Questi argomenti aprono stimolanti quesiti sul cibo, sulla nutrizione, sull'antropologia, sulla storia, sull'ecologia e su tutta un'altra vasta gamma di argomenti che questo libro si propone di introdurre, se non di colmare, sviluppando l'idea che la "conservazione" del cibo è stato il più potente fattore di civiltà e che, fra gli alimenti "conservati" di origine vegetale e animale, i salumi, con tutto il peso delle loro calorie indispensabili all'alimentazione umana, sono quelli che più degli altri hanno assolto con efficacia alla loro insospettata funzione di sorprendenti agenti di progresso e benessere.

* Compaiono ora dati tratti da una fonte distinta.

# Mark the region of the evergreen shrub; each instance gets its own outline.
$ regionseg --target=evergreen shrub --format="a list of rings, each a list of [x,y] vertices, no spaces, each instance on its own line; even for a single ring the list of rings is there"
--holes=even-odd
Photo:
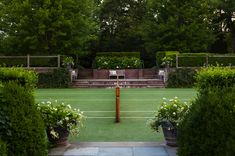
[[[195,83],[196,70],[192,68],[178,68],[170,72],[167,80],[168,88],[191,88]]]
[[[235,69],[229,67],[202,68],[196,76],[196,87],[205,91],[213,87],[232,87],[235,84]]]
[[[235,65],[235,55],[217,55],[212,53],[180,53],[178,56],[179,67],[202,67],[206,65],[215,66],[217,64],[222,66]]]
[[[7,156],[7,144],[0,139],[0,155]]]
[[[32,70],[25,70],[23,68],[0,68],[0,81],[8,83],[9,81],[16,81],[29,90],[33,90],[37,84],[37,74]]]
[[[162,65],[162,59],[164,57],[170,57],[172,58],[172,67],[175,67],[175,58],[176,58],[176,54],[179,54],[178,51],[159,51],[156,53],[156,61],[157,61],[157,65],[158,67],[163,67]]]
[[[109,57],[97,56],[96,57],[97,69],[138,69],[141,68],[142,62],[137,57]]]
[[[178,56],[179,67],[203,67],[208,53],[181,53]]]
[[[69,70],[66,68],[54,69],[52,72],[38,74],[39,88],[67,88],[70,84]]]
[[[179,156],[235,155],[235,87],[198,95],[178,127]]]
[[[8,143],[8,155],[47,155],[45,127],[32,91],[17,81],[5,83],[1,90],[0,110],[8,119],[5,122],[9,122],[9,132],[1,134],[3,141]]]
[[[140,59],[140,52],[97,52],[96,56],[105,57],[136,57]]]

Benché esistano relativamente poche informazioni precise sul mondo prima del 100.000 a.C., gli archeologi hanno riportato alla luce, nei loro scavi, utensili e residui di cibi che permettono di delineare, sia pure a grandi linee, un quadro essenziale della dieta dell'uomo preistorico. Essenziale, perché ciò che l'uomo mangiò durante i lunghi millenni del periodo paleolitico ebbe un'influenza fondamentale sulla rivoluzione neolitica e sul corso di gran parte dello sviluppo successivo: il cibo contribuì a fare dell'uomo ciò che egli è. La trasmutazione della scimmia in uomo ebbe inizio circa quattro milioni di anni fa e fra gli studiosi c'è accordo sul fatto che il mutamento fu avviato da una scarsità di uova, di nidiaci e di frutta, che spinse la scimmia a scendere dal suo habitat familiare sugli alberi per andare a cercare cibo nelle praterie. Là trovò piccoli animali di cui si cibò con un entusiasmo tale da condannare quasi all'estinzione, nel corso dei millenni, un certo numero di specie più piccole.

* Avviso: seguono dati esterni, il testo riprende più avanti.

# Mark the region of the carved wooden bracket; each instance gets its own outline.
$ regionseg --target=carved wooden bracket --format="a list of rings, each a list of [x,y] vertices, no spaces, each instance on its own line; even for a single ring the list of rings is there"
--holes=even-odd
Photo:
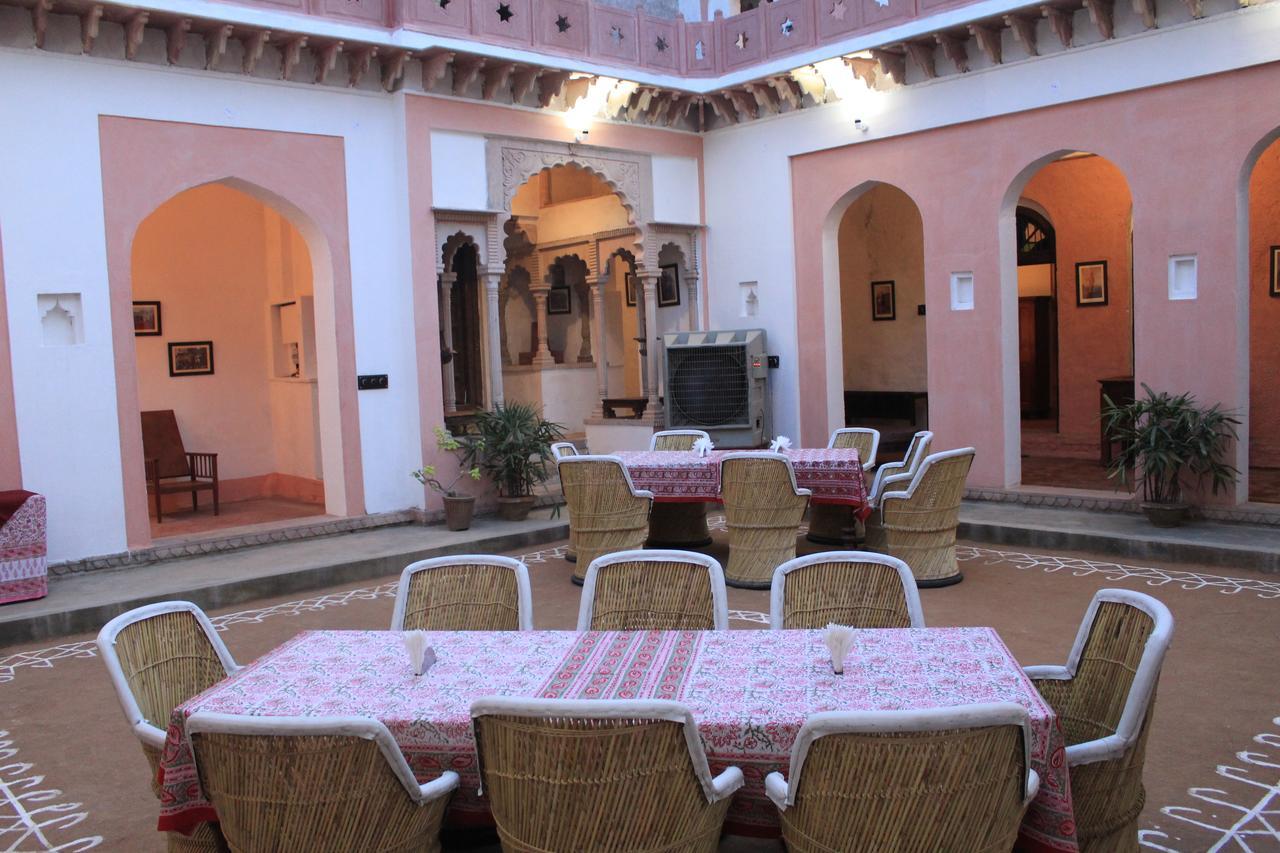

Nei successivi tre milioni di anni l'uomo-scimmia imparò a uccidere animali di dimensioni maggiori, scagliando contro di loro grossi sassi, con una tecnica di caccia che gli richiese di muoversi su tre zampe e, infine, su due anziché quattro. La sua intelligenza si acuì ed egli entrò in concorrenza con il leone, con la iena e con la tigre dalle zanne a sciabola, che condividevano con lui gli stessi terreni di caccia. I suoi denti, che non gli servivano più per la lotta, mutarono forma e modificarono l'apparato orale: così cominciò a svilupparsi il linguaggio umano, mentre le sue zampe anteriori si trasformarono in mani, che si rivelarono capaci di produrre utensili.

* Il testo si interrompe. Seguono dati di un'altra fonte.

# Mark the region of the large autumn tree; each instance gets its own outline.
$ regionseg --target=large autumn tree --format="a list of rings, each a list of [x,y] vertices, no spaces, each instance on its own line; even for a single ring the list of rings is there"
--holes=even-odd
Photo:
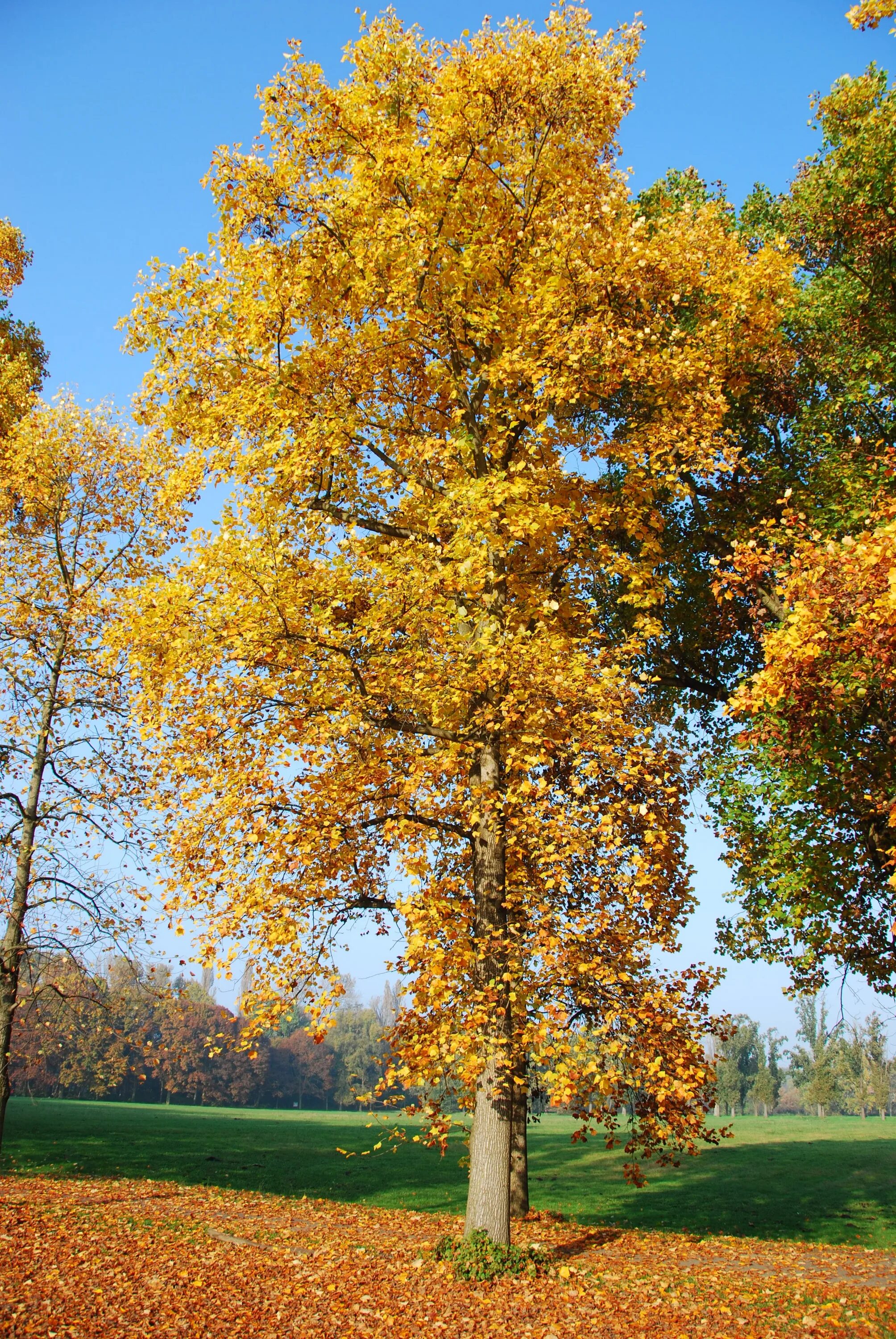
[[[343,925],[399,920],[396,1078],[473,1106],[498,1241],[528,1065],[632,1154],[706,1134],[708,979],[651,969],[691,893],[639,675],[664,511],[731,469],[790,266],[719,201],[632,200],[638,50],[577,5],[450,44],[388,12],[338,87],[296,47],[216,155],[212,252],[130,324],[145,418],[232,487],[135,613],[171,913],[319,1018]]]
[[[103,637],[181,521],[171,453],[106,410],[32,407],[0,491],[0,1137],[23,964],[133,920],[107,844],[133,845],[138,751],[126,657]]]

Tuttavia fino al 100.000 a.C. circa l'uomo fu poco più che un predatore efficiente che viveva secondo la legge naturale e che riusciva a sopravvivere perché a essa si era adattato. Sapeva come combattere, come produrre utensili e indumenti, come dipingere immagini sulle pareti delle sue caverne e anche come cucinare, anche se non aveva ancora, sul mondo esterno, un'influenza maggiore di quella che poteva esercitarvi il leone, il lupo o lo sciacallo. Era stato l'istinto di autoconservazione e la necessità della ricerca di cibo che avevano trasformato, durante milioni di anni di evoluzione, un tipo particolare di scimmia in un superanimale bipede: l'uomo. Ma quando, all'inizio della rivoluzione neolitica, l'uomo scoprì come coltivare piante e come addomesticare gli animali, imboccò una via divergente che avrebbe infine mutato il volto della Terra e la vita di quasi tutti gli organismi che la abitavano. Fino a questo punto la ricerca di cibo aveva contribuito a trasformare la scimmia in un ominide: mezzo milione di anni fa l'uomo-scimmia, l'Australopithecus, più scimmia che uomo, era diventato l'Homo erectus, più uomo che scimmia.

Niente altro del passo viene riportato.